Three calibration algorithms are proposed and validated for calibrating the labeled street-way database to ensure feature quality. The first channel calibration algorithm removes the channel-specific amplification factors and biases due to the non-ideal and non-identical electronic devices in the four polarimetric channels of the PARSAX radar. The second phase compensation algorithm compensates the phase difference between the H- and V-polarized channels, which is caused by the time shift between the transmitted H- and V-polarized signals. The last antenna pattern compensation algorithm resolves the power degradation in the measurements due to the PARSAX radar beam width limitation.

Based on the calibrated labeled street-way database, multiple polarimetric features are extracted from the Polarization Scattering Matrices (PSMs), coherency and covariance matrices using the eigenvalues/eigenvectors decomposition methods.

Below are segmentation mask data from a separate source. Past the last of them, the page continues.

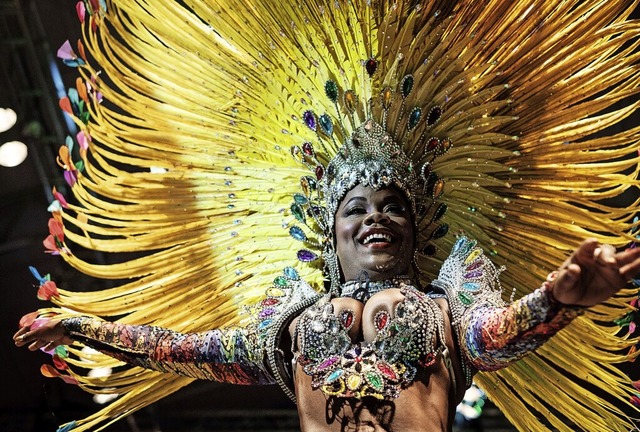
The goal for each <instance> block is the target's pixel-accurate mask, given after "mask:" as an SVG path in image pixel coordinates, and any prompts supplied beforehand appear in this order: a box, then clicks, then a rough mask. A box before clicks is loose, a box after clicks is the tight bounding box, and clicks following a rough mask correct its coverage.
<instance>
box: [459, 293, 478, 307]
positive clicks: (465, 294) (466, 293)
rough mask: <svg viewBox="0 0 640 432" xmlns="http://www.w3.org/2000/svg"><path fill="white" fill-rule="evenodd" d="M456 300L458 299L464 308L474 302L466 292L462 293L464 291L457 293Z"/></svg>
mask: <svg viewBox="0 0 640 432" xmlns="http://www.w3.org/2000/svg"><path fill="white" fill-rule="evenodd" d="M458 298H460V301H461V302H462V304H463V305H465V306H469V305H470V304H471V303H473V302H474V300H475V298H474V297H473V295H471V294H469V293H468V292H464V291H460V292H459V293H458Z"/></svg>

These matrices represent either the central bodies or the whole bodies of the vehicles. In each case, the eigenvalues and eigenvectors are analyzed to indicate the vehicles' reflection amplitudes/power and polarization basis. Furthermore, these features are evaluated, and most of the amplitudes/power-based features show great classification capabilities. However, all vehicles have a similar polarization basis, which does not have a contribution to vehicle classification. In addition, the target length and eigenvalues of the covariance matrix of detection cells are also extracted as potential features. The feature evaluation results show that the target length and the first eigenvalue of the covariance matrix of detection cells have classification capabilities, while the second eigenvalue does not contribute to vehicle classification.